Aleksandar Vucic has won a second 5-year term in office as Serbia’s president following the Sunday elections, but his Serbian Progressive Party (SNS) was unable to maintain a three-fifth majority of seats in parliament despite convincingly winning the parliamentary vote as well.
Live results from the National Electoral Commission show Vucic leading with 58.5 percent while 96 percent of all votes have been counted. This is virtually the same results as in 2017 for Vucic, and it avoids a runoff with the main opposition candidate Zdravko Ponos who got only 18.3 percent of votes.
The SNS got 43 percent of the counted votes, securing the party 119 seats in the 250-seat parliament – short of seven seats from a simple majority of 226 seats needed to form the next government. This result is nearly one-third down from the 61 percent in 2020 elections, which gave the SNS 188 seats.
A coalition of Vucic’s main ally, the Socialist Party of Serbia (SPS), of Speaker of Parliament Ivica Dacic won 11.5 percent, secured the same 32 seats in parliament. It remains to be seen whether the two parties will strike another governing coalition deal, with Vucic having other better options to consider.
Opposition United for Victory alliance of presidential candidate Zdravko Ponos obtained 13.6 percent.
On Sunday’s presidential and parliamentary elections in Serbia nearly 59 percent of the 6.5 million eligible voters turned out in polling stations.
Putin Congratulates Vucic
Russian President Vladimir Putin was the first to congratulate Vucic, his staunch supporter and closest ally in Europe, stressing Kremlin’s hope to strengthen the “strategic partnership” between the two countries.
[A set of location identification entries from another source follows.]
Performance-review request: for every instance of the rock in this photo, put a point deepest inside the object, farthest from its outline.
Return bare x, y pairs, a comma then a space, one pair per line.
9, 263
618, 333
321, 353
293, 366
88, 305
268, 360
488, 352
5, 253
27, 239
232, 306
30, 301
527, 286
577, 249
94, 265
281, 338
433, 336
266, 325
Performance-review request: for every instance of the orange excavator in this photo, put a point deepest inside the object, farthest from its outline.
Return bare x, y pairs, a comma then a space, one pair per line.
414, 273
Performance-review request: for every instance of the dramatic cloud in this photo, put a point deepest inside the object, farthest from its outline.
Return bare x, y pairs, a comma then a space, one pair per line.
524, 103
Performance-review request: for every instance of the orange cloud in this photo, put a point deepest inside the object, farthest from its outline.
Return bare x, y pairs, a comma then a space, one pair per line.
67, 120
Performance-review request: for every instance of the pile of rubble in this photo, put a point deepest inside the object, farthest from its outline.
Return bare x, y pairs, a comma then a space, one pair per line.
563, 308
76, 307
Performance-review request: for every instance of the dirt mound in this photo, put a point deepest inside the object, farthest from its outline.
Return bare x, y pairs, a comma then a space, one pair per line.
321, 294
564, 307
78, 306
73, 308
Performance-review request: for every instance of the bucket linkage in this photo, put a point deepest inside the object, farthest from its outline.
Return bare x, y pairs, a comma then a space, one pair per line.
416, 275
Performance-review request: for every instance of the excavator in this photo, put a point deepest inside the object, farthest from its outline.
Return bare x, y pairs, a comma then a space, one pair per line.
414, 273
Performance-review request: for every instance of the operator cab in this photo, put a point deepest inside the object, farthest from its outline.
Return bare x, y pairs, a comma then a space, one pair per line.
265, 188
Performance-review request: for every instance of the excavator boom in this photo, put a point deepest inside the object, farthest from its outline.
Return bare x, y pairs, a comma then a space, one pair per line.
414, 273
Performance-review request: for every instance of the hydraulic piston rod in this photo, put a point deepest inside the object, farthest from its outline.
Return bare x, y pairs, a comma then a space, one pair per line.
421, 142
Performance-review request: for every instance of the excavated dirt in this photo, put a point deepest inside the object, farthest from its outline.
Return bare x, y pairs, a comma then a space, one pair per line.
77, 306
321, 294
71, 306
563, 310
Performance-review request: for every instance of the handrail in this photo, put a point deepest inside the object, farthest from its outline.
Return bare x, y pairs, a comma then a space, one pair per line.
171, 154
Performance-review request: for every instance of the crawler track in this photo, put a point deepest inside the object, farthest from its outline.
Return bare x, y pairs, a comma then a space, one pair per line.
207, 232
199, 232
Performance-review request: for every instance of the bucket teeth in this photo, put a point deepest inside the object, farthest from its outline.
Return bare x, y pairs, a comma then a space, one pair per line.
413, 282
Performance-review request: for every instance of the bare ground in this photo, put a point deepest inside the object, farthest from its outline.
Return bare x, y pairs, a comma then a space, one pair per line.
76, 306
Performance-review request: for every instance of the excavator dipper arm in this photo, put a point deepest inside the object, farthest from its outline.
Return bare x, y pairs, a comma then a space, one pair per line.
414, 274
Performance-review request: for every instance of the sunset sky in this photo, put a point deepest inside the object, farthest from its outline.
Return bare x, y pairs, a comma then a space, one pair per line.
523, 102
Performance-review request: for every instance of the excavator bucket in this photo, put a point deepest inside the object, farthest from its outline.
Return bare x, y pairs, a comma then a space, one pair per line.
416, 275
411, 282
Serbia, a candidate to the European Union, has been constantly defying the union’s lenient calls to impose sanctions on Russia since its takeover of Crimea in 2014. It has instead strengthened military cooperation with Russia and beefed up capabilities with Russian fighter jets, helicopters, tanks, armored vehicles and other heavy weapons.
Of the eight presidential candidates, three of them supported Serbia’s EU membership during the electoral campaign, while all promised to strengthen cooperation with Russia and China.
Kosovo Serbs voting in Serbian elections
None of the candidates supported the recognition of Kosovo, which is recognized by more than half of the United Nations member states, but not by Russia and China.
According to the election commission, about 100 thousand Kosovo Serbs were eligible to vote in Serbian elections. This year, the government of Albin Kurti in Prishtina demanded Serbia to ask for official permission for polling stations to open for Serbs in Kosovo but Serbia refused, saying such official request to Kosovo government would lead to Kurti claiming Serbia recognized its neighboring country. Vucic decided to have Kosovo Serbs vote in polling stations in Serbia instead, close to the border with Kosovo.
Kosovo was criticized by the European Union, United States and United Kingdom for not allowing Serbia to conduct elections in its territory, but Kurti maintained that Serbia had decided on the matter by not being willing to discuss with the Kosovo government.
More than 40 buses with voters reportedly passed the border between the two countries on Sunday. Police in Kosovo made sure to smoothen its Serb-ethnicity citizens’ safe travel to and back from Serbia during the election day. Their work was commended by the German and French ambassadors in the country who visited the main border checkpoint in Merdare.
Earlier last week, the European Commission failed to condemn the participation of convicted war criminals in the electoral campaign for President Vucic and his allied parties.
Serbia Albanians prevented from voting in Serbian elections
Albanians in Serbia are expected to be represented by member of parliament Shaip Kamberi who has received about 0.3 percent of all votes.
The exact number of Albanians in Serbia remains unknown but in 2015 the OSCE estimated about 70 thousand ethnic Albanians registered in three municipalities bordering Kosovo: Presheva, Bujanoc, and Medvegja.
Civil society organizations say that about 20 thousand of them have emigrated to Kosovo, while Serbia has wiped out of its civil registry about six thousand of its Albanian citizens, making it impossible for them to cast their vote in Serbian elections.
The Serbian government’s policy to deregister its Albanian citizens from the civil registry was first denounced by Albanian researcher Flora Ferati-Sachsenmaier on Exit News in 2020. The results of her study show that about six thousand Albanians have been erased from the civil registry after they were not found at home during targeted checks by the Serbian government officials, with some 70 percent of all Albanians wiped out from the registry in some villages between 2012 and 2019.
Ahead of Sunday elections, Kosovo President Vjosa Osmani reiterated calls on the international community to condemn what she called “ethnic cleansing” of Albanians by the Serbian government of “authoritarian” President Vucic.
The government of Edi Rama in Albania, who cooperates closely with his counterpart Aleksandar Vucic, has yet to denounce the matter despite constitutional obligations to work for the provision of rights for Albanian minorities.